Едва он договорил, дверь экспертной лаборатории широко распахнулась, и в техническое помещение вошёл всё тот же самый сержант, несший службу в качестве помощника дежурного по отделу, и, запыхаясь, промолвил:

– У нас очередное убийство, и опять на территории вашего населённого пункта, – кивнул он на Градова, – так что немедленно собирайтесь на оформление особо тяжкого происшествия.

– Я ночью был в казематной камере… – невольно вздрогнув, почему-то сразу же уточнил молоденький сыщик (и вновь по нему побежала нервная дрожь, не предвещавшая ничего благоприятного либо хорошего).

– Мы это знаем, – озадачился и Бесстрашный, ещё минуту назад казавшийся неподдельно веселым; незатейливо, в свойственной ему манере, он строго распорядился: – Всё, нечего здесь «сопли жевать»; быстро собираемся – и то́тчас на выезд!

На скорые сборы ушло не более десятка минут, и Градов, так и не подкрепившись, прыгнул в славный «уазик» начальника уголовного розыска, где уже надменно восседал подполковник Карелин. Едва все нужные люди собра́лись, разносторонняя троица устремилась осматривать очередную, бесчеловечно убитую, жертву. Едва «оперска́я» машина тронулась, Герман Петрович повернулся назад, уставился на примостившегося юнца и злобно, словно поганый уж, прошипел:

– Даже не надейся, хитрющий «паскудник», я выведу тебя на «чистую воду», и твои бездушные преступления окупятся должной сторицей. Ты, наверное, думаешь: ага, вот вам новый труп, а я в это время спокойненько в тюремной камере был. Так знай: я обязательно вычислю твоего второго сообщника и самолично застегну на ваших поганых ручонках стальные наручники.

Непримиримое поведение, вкупе с произнесенными обвинениями, яснее-ясного давали понять, что поселковый начальник окончательно уверился в навязчивой мысли, что беспощадным маньяком является не кто иной, а именно подчинённый сотрудник – и ничто, на всём белом свете, не разубедило бы его в укоренившемся наваждении. Бесстрашный взгляну́л на помрачневшего молодого оперативника, одарил предвзятого подполковника неприветливым взглядом и грубо заметил:

– Оставь его, Гера, в покое. Если ты настолько недальновиден, что продолжаешь считать его причастным к свершившимся преступлениям, то мы оставим надуманные мысли исключительно за тобой. Что ж поделать? Только обзаведись, пожалуйста, вескими доказательствами, а не обвиняй никого голословно, как ты всегда поступаешь, предпочитая признательные показания выбивать, а не добывать их профессиональными, законными способами. Есть что по делу – высказывай, а нет – оставляй-ка парня в покое. Кстати, тебе он больше не подчиняется: я договорился с районным начальником и его передали в мое непосредственное и полное подчинение.

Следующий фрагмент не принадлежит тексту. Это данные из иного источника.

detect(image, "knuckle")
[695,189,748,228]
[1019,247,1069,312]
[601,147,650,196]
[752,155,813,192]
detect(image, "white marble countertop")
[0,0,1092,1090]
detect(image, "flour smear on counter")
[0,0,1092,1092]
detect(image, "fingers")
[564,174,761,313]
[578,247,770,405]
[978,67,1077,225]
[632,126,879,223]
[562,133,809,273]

– Вот поди и найди ему служебное помещение в моём городке, где он дальше – после всего случившегося – будет работать, – неприветливо фыркнул Карелин, отвернув к боковому окошку напыщенную, злую физиономию, – а я его в свой отдел не пущу – ни за что!

– Это не твой полицейский пункт, – неприветливо ответил Бесстрашный, выводя ведомую машину на центральную проезжую часть, – и никто тебе не позволит распоряжаться им по собственным усмотрениям. Надо?! Я и второй вопрос с рачительным руководством по-быстрому «обрешу».

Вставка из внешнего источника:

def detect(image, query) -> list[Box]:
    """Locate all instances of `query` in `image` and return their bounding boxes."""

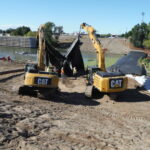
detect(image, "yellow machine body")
[93,74,127,93]
[24,72,59,88]
[81,23,127,97]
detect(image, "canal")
[0,47,122,67]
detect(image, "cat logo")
[110,79,123,88]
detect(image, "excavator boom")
[81,23,106,71]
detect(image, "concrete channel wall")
[0,36,37,48]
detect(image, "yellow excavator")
[19,25,59,98]
[81,23,127,99]
[18,24,84,99]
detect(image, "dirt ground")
[0,59,150,150]
[0,37,150,150]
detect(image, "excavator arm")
[81,23,106,71]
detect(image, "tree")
[11,26,31,36]
[25,31,37,37]
[131,22,149,48]
[44,22,57,47]
[6,28,15,34]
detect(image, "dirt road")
[0,59,150,150]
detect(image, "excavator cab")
[81,23,127,99]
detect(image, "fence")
[0,36,37,48]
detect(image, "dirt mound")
[0,60,150,150]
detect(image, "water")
[0,47,122,67]
[0,47,37,61]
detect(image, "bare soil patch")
[0,59,150,150]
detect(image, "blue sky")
[0,0,150,34]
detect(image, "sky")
[0,0,150,34]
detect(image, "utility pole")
[141,12,145,23]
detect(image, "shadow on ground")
[117,89,150,102]
[50,92,100,106]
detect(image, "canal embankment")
[0,36,37,48]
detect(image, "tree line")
[0,22,63,37]
[122,22,150,48]
[0,26,37,37]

– Да?! – резко повернулся к сердобольному майору Герман Петрович. – Может быть, и командовать «туда-мест» поедешь? Чего уж там, забирайте у меня всё – и тогда посмотрите, что вас ожидает, если меня не станет… Вмиг захлестнёт дикая, лихая преступность, потому что только – я! – единственный, способен сдерживать её на полагаемом уровне.

С непробиваемой, твердолобой самоуверенностью и излишней самовлюбленностью спорить было бы глупо, да и попросту бесполезно. Однако Алексей Николаевич тем и славился, что никогда никому не уступал и всегда умел постоять как за себя самого, так и в точности за других, небезразличных ему людей. Подтверждая несокрушимую твердость, он махом осадил своенравного офицера, бросив ему короткую реплику:

– Скажут – поеду, и тебя «подвину» – даже не сомневайся!

Остаточный путь проходил в многословном изъявлении достигнутых Карелиным славных заслуг: во-первых, что на протяжении (стольких!) лет отдает все личные силы борьбе с районной преступностью; во-вторых, что на вверенной территории сумел добиться неповторимых, едва ли не блистательных результатов; в-третьих, что все противоправные действия у него практически всегда бывают раскрытыми; в-четвёртых, что (такой!) единственный в своём роде и без него всё сразу похерится; в-пятых, что вышестоящие начальники непременно не раз пожалеют, как не ценили незаменимого, опытного, грамотного руководителя. Его душевные излияния походили на старческое бурчание, и ни Бесстрашный, ни Градов никак на них особо не реагировали. И тот и другой прекрасно осознавали его частичную правоту: преступные элементы его боялись, а где-то и нехотя уважали; действительно, он мог и приструнить, и призвать к порядку любого, даже неподдающегося никакому воздействию, отморозка. Именно за приведённые качества и держали на полицейской службе высокомерного, деспотичного, сумасбродного человека, и поручали ему наиболее проблемную местность, изобиловавшую бездушными убийцами, беспринципными грабителями, серийными насильниками и прочими негодяями.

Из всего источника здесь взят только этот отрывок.